Lehman Brothers Inc., Citigroup Global Markets Inc.
and UBS Securities LLC are serving as joint book-running managers for the
offering. When available, copies of the
prospectus supplement and accompanying base prospectus relating to the offering
may be obtained from the offices of Lehman Brothers Inc., c/o Broadridge,
Integrated Distribution Services, 1155 Long Island Avenue, Edgewood, NY 11717,
fax: (631) 254-7140, email: qiana.smith@broadridge.com, fax: 631-254-7140;
Citi, Brooklyn Army Terminal, 140 58th Street, 8th Floor, Brooklyn, NY 11220;
and UBS Investment Bank, Prospectus Department, 299 Park Avenue, New York, NY
10171, phone: 212-821-3000.
The common units are being offered pursuant to an
effective shelf registration statement that K-Sea previously filed with the
U.S. Securities and Exchange Commission.
The press release shall not constitute an offer to sell or the
solicitation of an offer to buy nor shall there be any sale of these securities
in any state in which such offer, solicitation or sale would be unlawful prior
to registration or qualification under the securities laws of any state.
Forward-Looking Statements
This Current Report on Form 8-K contains
forward-looking statements, which include any statements that are not historical
facts, such as the Partnerships expectations regarding the cost and expected
delivery date of the articulated tug-barge unit, the ability to enter into
mutually agreeable definitive agreements with respect to the construction of
the unit, and the acceptance of the unit upon delivery by the charter party.

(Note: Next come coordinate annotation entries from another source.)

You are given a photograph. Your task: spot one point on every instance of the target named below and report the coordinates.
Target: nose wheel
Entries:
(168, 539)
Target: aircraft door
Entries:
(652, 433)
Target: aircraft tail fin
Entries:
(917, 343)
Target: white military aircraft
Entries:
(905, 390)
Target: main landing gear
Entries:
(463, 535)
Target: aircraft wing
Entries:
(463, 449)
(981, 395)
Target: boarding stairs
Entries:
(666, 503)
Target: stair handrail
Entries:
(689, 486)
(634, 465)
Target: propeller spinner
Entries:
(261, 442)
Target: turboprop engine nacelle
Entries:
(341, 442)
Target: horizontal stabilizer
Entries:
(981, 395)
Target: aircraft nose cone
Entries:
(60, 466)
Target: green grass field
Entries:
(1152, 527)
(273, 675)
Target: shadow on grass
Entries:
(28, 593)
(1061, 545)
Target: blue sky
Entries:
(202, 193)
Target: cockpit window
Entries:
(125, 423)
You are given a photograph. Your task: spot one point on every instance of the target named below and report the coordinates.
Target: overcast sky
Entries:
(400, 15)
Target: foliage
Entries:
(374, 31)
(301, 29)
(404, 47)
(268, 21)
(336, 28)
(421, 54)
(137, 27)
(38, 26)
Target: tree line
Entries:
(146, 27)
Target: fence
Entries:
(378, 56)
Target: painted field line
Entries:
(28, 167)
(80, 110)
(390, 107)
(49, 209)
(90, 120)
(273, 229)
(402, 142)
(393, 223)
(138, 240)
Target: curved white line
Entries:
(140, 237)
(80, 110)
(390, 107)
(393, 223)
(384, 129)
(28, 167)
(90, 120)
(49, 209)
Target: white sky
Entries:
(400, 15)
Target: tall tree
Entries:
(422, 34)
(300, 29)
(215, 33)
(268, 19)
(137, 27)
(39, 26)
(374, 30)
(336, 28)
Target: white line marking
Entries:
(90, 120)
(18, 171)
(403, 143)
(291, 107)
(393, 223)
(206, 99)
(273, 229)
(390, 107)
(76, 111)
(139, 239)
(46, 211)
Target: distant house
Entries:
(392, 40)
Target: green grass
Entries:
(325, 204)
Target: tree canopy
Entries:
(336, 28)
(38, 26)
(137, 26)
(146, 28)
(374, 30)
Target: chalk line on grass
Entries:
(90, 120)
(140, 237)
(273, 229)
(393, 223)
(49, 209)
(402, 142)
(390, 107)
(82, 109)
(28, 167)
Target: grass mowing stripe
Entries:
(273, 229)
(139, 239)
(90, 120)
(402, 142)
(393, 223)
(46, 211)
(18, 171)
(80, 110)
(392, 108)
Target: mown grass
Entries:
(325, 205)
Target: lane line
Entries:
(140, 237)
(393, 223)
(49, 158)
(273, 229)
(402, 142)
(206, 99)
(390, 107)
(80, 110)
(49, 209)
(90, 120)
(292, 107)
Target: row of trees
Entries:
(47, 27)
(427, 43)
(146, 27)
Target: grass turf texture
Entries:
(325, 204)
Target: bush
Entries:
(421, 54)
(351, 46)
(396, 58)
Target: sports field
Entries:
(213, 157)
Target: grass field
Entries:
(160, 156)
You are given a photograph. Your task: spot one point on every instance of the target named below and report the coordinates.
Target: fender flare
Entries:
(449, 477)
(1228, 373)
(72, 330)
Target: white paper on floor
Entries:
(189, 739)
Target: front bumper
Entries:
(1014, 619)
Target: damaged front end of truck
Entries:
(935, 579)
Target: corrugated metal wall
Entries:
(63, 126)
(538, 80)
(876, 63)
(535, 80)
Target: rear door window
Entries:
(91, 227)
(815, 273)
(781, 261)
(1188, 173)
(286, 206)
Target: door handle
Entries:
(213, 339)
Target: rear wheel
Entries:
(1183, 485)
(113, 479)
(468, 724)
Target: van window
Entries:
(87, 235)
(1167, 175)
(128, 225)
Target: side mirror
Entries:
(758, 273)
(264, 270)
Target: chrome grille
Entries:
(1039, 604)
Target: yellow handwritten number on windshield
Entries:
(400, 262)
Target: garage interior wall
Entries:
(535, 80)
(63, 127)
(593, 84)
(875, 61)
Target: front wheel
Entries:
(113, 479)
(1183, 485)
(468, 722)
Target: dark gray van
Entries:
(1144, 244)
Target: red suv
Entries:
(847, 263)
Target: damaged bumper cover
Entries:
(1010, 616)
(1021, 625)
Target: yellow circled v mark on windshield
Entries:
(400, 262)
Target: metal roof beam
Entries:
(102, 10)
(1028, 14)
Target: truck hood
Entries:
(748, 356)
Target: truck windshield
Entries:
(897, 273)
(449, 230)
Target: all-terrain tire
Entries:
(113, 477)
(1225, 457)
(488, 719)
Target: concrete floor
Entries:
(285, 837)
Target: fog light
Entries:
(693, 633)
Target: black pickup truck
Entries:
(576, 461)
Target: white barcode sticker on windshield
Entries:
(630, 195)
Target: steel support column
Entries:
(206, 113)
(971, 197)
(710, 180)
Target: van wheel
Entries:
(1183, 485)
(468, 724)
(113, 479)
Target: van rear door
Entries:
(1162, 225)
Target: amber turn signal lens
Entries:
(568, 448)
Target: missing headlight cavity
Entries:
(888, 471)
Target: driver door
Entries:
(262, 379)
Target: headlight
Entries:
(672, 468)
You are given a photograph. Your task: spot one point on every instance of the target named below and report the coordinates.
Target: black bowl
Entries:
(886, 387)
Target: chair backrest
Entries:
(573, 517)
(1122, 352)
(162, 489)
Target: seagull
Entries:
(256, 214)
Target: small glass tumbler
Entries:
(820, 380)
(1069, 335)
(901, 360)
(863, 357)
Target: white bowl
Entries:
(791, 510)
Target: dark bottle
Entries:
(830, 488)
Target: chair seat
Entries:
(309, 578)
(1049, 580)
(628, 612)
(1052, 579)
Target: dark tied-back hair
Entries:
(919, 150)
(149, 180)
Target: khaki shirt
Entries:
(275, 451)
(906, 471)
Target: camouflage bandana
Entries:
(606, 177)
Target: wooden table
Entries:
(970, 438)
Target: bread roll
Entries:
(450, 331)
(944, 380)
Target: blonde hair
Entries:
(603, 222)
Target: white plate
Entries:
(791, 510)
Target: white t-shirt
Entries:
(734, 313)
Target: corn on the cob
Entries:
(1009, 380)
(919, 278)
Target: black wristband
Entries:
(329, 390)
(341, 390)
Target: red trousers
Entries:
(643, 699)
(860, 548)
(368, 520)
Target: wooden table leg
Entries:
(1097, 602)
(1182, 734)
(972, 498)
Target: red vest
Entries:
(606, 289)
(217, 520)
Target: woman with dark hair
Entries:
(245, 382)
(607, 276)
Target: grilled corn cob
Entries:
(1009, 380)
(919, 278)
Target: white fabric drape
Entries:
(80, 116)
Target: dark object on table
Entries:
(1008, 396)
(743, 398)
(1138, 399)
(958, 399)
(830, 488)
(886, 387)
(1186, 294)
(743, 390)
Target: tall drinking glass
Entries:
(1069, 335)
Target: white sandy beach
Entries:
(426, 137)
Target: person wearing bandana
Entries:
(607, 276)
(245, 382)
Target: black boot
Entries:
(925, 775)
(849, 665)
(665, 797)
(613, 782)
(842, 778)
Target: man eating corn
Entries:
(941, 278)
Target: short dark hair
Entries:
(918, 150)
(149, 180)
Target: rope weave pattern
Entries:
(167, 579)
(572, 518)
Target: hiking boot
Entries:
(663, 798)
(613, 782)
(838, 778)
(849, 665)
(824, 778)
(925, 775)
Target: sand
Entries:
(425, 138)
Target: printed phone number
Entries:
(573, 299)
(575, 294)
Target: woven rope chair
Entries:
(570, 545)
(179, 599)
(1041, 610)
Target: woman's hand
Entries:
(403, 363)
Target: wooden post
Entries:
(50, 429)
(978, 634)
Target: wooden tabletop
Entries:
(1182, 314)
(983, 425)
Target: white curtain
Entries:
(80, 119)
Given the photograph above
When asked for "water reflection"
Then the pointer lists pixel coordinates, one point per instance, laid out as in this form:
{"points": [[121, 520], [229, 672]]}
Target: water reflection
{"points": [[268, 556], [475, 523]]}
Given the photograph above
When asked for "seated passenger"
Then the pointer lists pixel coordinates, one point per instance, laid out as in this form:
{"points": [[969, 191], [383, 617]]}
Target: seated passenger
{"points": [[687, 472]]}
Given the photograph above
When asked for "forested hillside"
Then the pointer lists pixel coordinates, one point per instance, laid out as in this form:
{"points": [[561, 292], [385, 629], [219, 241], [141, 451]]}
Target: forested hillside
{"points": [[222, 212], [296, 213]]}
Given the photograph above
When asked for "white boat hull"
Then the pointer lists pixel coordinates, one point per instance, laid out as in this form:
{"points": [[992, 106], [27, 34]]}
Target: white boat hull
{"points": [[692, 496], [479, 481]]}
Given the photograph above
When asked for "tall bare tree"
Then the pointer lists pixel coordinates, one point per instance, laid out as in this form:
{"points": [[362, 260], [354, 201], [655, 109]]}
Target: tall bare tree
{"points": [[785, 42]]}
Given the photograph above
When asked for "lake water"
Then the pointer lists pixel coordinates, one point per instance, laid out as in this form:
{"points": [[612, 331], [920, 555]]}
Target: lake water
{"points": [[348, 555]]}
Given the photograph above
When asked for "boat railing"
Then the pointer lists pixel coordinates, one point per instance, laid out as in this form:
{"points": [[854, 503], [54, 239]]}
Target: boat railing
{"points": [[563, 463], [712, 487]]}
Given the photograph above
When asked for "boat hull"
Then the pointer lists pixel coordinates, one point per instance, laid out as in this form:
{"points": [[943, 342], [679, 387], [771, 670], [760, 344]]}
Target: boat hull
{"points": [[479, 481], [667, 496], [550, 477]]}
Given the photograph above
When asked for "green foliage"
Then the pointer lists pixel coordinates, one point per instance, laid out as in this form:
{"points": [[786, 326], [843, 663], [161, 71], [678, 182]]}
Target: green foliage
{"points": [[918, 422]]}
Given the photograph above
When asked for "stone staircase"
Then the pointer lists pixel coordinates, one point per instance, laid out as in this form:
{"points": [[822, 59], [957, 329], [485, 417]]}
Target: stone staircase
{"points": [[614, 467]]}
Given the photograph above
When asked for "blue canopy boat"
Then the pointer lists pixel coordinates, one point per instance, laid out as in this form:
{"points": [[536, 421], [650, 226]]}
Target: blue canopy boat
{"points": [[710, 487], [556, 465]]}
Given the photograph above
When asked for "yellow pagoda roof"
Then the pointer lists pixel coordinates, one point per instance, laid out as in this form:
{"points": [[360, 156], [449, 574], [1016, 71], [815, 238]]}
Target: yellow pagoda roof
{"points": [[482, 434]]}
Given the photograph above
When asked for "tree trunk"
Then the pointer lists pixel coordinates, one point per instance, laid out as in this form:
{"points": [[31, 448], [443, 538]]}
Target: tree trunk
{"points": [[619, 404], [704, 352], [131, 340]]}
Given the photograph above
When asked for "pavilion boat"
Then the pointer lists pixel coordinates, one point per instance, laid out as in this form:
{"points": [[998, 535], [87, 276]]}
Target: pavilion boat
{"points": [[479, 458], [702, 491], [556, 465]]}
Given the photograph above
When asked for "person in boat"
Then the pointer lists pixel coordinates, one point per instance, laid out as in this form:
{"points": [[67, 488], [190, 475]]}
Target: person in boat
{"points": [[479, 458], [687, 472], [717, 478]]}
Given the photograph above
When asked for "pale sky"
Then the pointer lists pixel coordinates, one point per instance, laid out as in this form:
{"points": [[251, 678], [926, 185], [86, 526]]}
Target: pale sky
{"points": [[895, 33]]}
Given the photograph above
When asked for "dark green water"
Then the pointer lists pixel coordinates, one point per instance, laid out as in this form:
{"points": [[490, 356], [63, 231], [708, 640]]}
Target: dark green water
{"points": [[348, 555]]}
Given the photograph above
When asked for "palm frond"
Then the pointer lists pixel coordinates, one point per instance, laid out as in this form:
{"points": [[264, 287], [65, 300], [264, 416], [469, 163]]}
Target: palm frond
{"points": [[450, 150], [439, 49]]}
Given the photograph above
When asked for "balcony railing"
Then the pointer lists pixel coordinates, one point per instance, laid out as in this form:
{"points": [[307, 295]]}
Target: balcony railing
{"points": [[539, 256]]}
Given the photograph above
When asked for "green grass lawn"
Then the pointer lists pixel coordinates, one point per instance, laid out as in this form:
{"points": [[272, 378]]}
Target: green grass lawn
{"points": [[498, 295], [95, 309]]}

These statements involve risks and uncertainties, including, but not limited
to, cost overruns or delays in the construction of the unit, potential changes
in customer specifications or expectations, possible disagreements with
Manitowac Marine Group in negotiations with respect to definitive construction
agreements, modification or elimination of the Jones Act and adverse
developments in the marine transportation business and other factors detailed in
the Partnerships Annual Report on Form 10-K and other filings with the
Securities and Exchange Commission. If one or more of these risks or
uncertainties materialize (or the consequences of such a development changes),
or should underlying assumptions prove incorrect, actual outcomes may vary
materially from those forecasted or expected. The Partnership disclaims any
intention or obligation to update publicly or revise such statements, whether
as a result of new information, future events or otherwise.
This
information is furnished pursuant to Item 7.01 of this report and shall not be
deemed to be filed for purposes of Section 18 of the Securities Exchange Act
of 1934, as amended (the Exchange Act), or otherwise subject to the
liabilities of that section, nor shall it be incorporated by reference into a
filing under the Securities Act of 1933, as amended, or the Exchange Act,
except as shall be expressly set forth by specific reference in such a filing.